Lake’s will gave extensive instructions for the disposal of his books. He had already left ca.500 volumes in New College, now formally bequeathed to them (the College benefactors’ book lists these as a gift in 1617). These are wide ranging in subject, and include history, classics, law, geography, mathematics and science as well as theology. To Wells Cathedral he gave a list of specified works, including the Antwerp polyglot and writings of the church fathers, and to Winchester College £20 worth of books, to be selected from those not given elsewhere. His Bible, covered with green velvet and silver clasps, was to go to his godson Launcelot Lake, and members of his household received £5 or £20 worth of books, for them to select. His manuscript sermons were to be divided between his secretary William Woodhouse and his nephew Philip Mahat (the former to receive the “fowle copies”, that latter the “fayre”), and his other papers were to be burnt. The remainder of his books, not otherwise disposed of, were to be dvided between his nephews Philip Mahat and Thomas Lake. The two overseers of the will were each bequeathed £2 “to buy bookes”.
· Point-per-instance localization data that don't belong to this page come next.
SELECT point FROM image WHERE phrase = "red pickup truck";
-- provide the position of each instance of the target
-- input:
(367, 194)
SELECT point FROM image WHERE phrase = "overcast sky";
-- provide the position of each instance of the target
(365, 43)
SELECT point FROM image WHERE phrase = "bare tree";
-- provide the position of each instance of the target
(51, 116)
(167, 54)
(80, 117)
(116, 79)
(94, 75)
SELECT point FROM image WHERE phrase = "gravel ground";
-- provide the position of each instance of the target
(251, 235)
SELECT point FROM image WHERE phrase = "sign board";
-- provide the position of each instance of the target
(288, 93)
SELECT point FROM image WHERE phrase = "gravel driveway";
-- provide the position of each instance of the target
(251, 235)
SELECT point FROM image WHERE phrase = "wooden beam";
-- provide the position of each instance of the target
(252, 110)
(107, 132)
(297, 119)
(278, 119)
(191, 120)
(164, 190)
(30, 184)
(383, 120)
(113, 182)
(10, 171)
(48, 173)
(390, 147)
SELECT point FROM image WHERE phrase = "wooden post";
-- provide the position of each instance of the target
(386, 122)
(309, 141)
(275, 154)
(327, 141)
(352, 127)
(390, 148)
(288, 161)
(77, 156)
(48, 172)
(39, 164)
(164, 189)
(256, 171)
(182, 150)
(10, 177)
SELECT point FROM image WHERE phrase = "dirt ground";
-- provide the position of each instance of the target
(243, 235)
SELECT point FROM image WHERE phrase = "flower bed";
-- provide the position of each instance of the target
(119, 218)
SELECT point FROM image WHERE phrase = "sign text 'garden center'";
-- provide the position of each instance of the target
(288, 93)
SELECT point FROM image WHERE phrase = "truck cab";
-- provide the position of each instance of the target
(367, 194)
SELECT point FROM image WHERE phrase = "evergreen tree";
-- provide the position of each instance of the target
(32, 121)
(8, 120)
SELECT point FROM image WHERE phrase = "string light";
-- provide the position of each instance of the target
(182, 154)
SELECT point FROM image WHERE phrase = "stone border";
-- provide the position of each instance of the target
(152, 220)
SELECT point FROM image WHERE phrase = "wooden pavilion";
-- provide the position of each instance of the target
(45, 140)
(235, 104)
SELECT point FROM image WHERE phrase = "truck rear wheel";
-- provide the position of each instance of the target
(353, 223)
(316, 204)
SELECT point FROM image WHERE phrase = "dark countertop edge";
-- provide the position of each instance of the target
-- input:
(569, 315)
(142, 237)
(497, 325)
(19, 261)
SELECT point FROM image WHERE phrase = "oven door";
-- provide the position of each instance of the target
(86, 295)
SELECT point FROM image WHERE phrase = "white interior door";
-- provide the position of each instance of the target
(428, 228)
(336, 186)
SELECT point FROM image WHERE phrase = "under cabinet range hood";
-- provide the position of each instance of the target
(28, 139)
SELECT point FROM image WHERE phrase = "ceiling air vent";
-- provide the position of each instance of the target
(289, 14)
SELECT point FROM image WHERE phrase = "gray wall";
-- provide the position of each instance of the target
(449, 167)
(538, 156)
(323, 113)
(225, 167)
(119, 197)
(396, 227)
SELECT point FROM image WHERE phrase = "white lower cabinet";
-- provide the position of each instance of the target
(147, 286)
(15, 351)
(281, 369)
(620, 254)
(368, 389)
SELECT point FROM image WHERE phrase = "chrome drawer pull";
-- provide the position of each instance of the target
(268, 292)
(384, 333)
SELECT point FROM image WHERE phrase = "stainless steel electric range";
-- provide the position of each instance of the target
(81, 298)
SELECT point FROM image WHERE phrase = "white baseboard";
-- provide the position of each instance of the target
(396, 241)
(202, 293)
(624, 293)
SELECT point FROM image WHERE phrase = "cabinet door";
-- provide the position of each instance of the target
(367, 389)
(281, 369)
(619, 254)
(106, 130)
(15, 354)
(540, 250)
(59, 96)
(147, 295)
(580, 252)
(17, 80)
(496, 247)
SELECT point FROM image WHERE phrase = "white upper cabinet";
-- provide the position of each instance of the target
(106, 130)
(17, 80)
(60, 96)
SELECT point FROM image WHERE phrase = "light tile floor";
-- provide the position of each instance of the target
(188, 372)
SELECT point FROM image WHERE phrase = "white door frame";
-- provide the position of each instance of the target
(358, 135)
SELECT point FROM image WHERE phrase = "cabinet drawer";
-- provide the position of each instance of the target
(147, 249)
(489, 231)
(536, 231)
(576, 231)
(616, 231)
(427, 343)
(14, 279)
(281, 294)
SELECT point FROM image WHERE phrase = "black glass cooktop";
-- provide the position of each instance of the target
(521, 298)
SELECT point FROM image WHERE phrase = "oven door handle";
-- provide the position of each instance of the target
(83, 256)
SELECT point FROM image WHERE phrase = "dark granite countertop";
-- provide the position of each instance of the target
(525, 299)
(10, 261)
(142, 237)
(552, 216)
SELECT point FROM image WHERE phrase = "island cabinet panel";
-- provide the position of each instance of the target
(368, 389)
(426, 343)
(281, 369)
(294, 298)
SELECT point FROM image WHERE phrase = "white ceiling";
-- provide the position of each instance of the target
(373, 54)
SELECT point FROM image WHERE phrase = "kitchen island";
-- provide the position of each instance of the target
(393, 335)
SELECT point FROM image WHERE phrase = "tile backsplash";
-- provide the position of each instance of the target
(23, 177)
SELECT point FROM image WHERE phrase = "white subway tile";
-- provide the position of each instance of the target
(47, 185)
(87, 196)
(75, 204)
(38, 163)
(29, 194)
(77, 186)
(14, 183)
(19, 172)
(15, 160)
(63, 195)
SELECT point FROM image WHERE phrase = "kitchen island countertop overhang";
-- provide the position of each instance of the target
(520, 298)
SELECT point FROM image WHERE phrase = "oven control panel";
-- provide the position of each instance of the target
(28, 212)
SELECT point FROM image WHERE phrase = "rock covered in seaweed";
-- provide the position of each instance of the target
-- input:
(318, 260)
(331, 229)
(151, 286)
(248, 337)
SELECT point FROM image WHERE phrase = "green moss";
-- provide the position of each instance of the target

Lake founded the endowed public library at Bath Abbey in 1619, and gave the works of James I as a first donation. In 1616, when he left the Deanery of Worcester, he gave the first three volumes of the Eton Chrysostom to the Cathedral Library there. Most of the books given to New College remain there today. Some of the titles given to Wells can be found in the Cathedral Library, but it is not clear whether they are Lake’s copies (they have no markings to identify them as such; Wells Cathedral Library was partly dispersed during the Civil War). Books from Lake’s collection can now be found in various libraries. Examples: many at New College; Cambridge University Library Q.5.20; Pembroke, Cambridge 3.5.27-29.